How low can the budget go?
Some optimistic Alaskans cling to the hope that oil prices will recover quickly enough to save the state from having to impose unpopular new taxes. That prospect arose in June, when oil prices jumped above $50 per barrel — twice as much as oil sold for only a few months earlier. Crude prices slid into the mid-$40s-per-barrel range this summer, but are now once again flirting with $50 per barrel.
"Alaska’s been to this rodeo before," state Sen. MacKinnon noted. "Prices go up, prices go down. So some elected officials may think that the price can save Alaska once again. And the price can be a part of the solution. But it’s not the billion-dollar answer."
But during this year’s budget debates, state lawmakers never could get beyond their political differences to solve the state’s fiscal problems. Those disputes reflected Alaska’s diverse population. In the rural Kenai Peninsula, Seaton said, his constituents would accept new state taxes rather than endure steep program cuts. However, they would oppose a state sales tax because several peninsula communities already have local sales taxes.

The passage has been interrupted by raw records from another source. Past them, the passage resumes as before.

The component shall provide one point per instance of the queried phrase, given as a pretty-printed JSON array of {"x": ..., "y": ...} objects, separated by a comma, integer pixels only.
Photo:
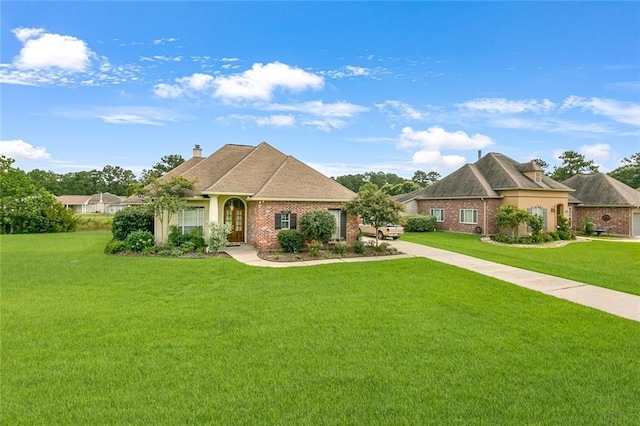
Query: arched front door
[{"x": 234, "y": 216}]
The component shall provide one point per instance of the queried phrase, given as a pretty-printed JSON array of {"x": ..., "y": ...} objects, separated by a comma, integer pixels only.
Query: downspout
[{"x": 484, "y": 216}]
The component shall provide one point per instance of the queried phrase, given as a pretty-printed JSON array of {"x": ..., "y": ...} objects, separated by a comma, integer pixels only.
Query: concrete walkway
[{"x": 614, "y": 302}]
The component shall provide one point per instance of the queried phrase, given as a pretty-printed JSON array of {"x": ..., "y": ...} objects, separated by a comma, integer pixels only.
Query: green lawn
[
  {"x": 609, "y": 264},
  {"x": 95, "y": 339}
]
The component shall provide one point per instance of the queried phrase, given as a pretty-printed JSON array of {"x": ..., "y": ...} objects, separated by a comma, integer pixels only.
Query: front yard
[
  {"x": 95, "y": 339},
  {"x": 608, "y": 264}
]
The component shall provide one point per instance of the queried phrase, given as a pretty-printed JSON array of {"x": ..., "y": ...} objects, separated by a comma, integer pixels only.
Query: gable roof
[
  {"x": 261, "y": 173},
  {"x": 600, "y": 189},
  {"x": 486, "y": 178}
]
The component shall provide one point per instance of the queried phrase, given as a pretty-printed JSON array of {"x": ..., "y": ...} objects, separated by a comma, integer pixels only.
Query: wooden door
[{"x": 235, "y": 217}]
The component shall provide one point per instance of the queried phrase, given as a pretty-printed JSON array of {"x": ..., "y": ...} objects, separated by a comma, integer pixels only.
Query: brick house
[
  {"x": 468, "y": 199},
  {"x": 612, "y": 206},
  {"x": 259, "y": 191}
]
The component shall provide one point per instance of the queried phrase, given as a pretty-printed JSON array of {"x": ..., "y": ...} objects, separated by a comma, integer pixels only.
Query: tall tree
[
  {"x": 165, "y": 198},
  {"x": 26, "y": 207},
  {"x": 425, "y": 179},
  {"x": 572, "y": 164},
  {"x": 629, "y": 172},
  {"x": 161, "y": 168},
  {"x": 375, "y": 207}
]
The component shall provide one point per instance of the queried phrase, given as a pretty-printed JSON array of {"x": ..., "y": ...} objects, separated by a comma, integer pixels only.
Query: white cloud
[
  {"x": 436, "y": 138},
  {"x": 505, "y": 106},
  {"x": 276, "y": 121},
  {"x": 261, "y": 81},
  {"x": 164, "y": 90},
  {"x": 405, "y": 111},
  {"x": 436, "y": 161},
  {"x": 600, "y": 152},
  {"x": 622, "y": 112},
  {"x": 24, "y": 34},
  {"x": 21, "y": 150},
  {"x": 319, "y": 108},
  {"x": 128, "y": 119},
  {"x": 42, "y": 50}
]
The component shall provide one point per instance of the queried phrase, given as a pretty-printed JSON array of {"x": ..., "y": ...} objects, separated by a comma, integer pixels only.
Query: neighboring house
[
  {"x": 97, "y": 203},
  {"x": 257, "y": 190},
  {"x": 468, "y": 199},
  {"x": 610, "y": 204}
]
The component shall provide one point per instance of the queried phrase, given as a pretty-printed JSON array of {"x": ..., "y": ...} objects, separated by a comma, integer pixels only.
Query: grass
[
  {"x": 608, "y": 264},
  {"x": 95, "y": 339}
]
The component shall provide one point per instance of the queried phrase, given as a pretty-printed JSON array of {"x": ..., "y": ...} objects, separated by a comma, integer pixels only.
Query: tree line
[
  {"x": 113, "y": 179},
  {"x": 573, "y": 163}
]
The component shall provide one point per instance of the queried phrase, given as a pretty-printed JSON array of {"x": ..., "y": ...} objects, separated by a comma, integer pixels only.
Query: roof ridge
[
  {"x": 274, "y": 174},
  {"x": 481, "y": 179}
]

MacKinnon, who represents the high-income Eagle River neighborhood of Anchorage, said local residents favor more aggressive state budget reductions and oppose Walker’s proposal for a new state income tax. "As anyone would expect, people are trying to protect their own personal assets," she observed.
Alaska state officials are already drafting their budget for fiscal 2018, which begins next July. The governor is required to submit his fiscal proposals to the Legislature by Dec. 15.
And Walker has already issued a warning about the draconian budget cuts he would need to adopt if lawmakers don’t take new steps to solve the state’s fiscal crisis.
According to a memo released this summer by the governor’s office, without new revenues, the state budget would be one-third the size of the current fiscal 2017 budget. State programs would be reduced by 80 percent. School funding would be slashed by two-thirds. Medicaid and other health formula funding would be trimmed by 25 percent. Other state health and social programs would be significantly reduced, privatized or shut down.
Public safety programs would be reduced to a quarter of their current level, and the funding for state capital improvements would be dramatically decreased.
"We’re having those conversations on how to move forward," Alaska OMB’s Pitney noted. "We all know that we’re going to have to continue to reduce the budget. But can we reduce enough to meet the $1.2 billion in revenue that would be available?"
Former Alaska Department of Revenue Deputy Commissioner Larry Persily said deep budget cuts may be popular with some Alaska voters. But he argued that "mathematically, that just doesn’t all add up."
Persily, now special assistant to the Kenai Peninsula Borough Mayor’s Office, said Alaska needs to adopt a full slate of solutions, including a broad-based state sales or income tax. "We need to admit that we can’t live tax-free anymore," he said.
Knapp said state lawmakers face the difficult task of balancing the public’s desire for tax cuts and the demand for essential state programs. "What will gradually happen as things get cut back is more people will say, ‘Wow, we shouldn’t be cutting all of these public services,’" he said. "We need to get some revenues so we don’t have to make these drastic cuts.
"At some point, there won’t be any more options," he predicted. "We’ll use up all the savings, and we’ll have to say, ‘What do you want to do, cut spending or raise taxes?’ And then we’re going to go kicking and screaming into some combination of increasing taxes and reducing public services."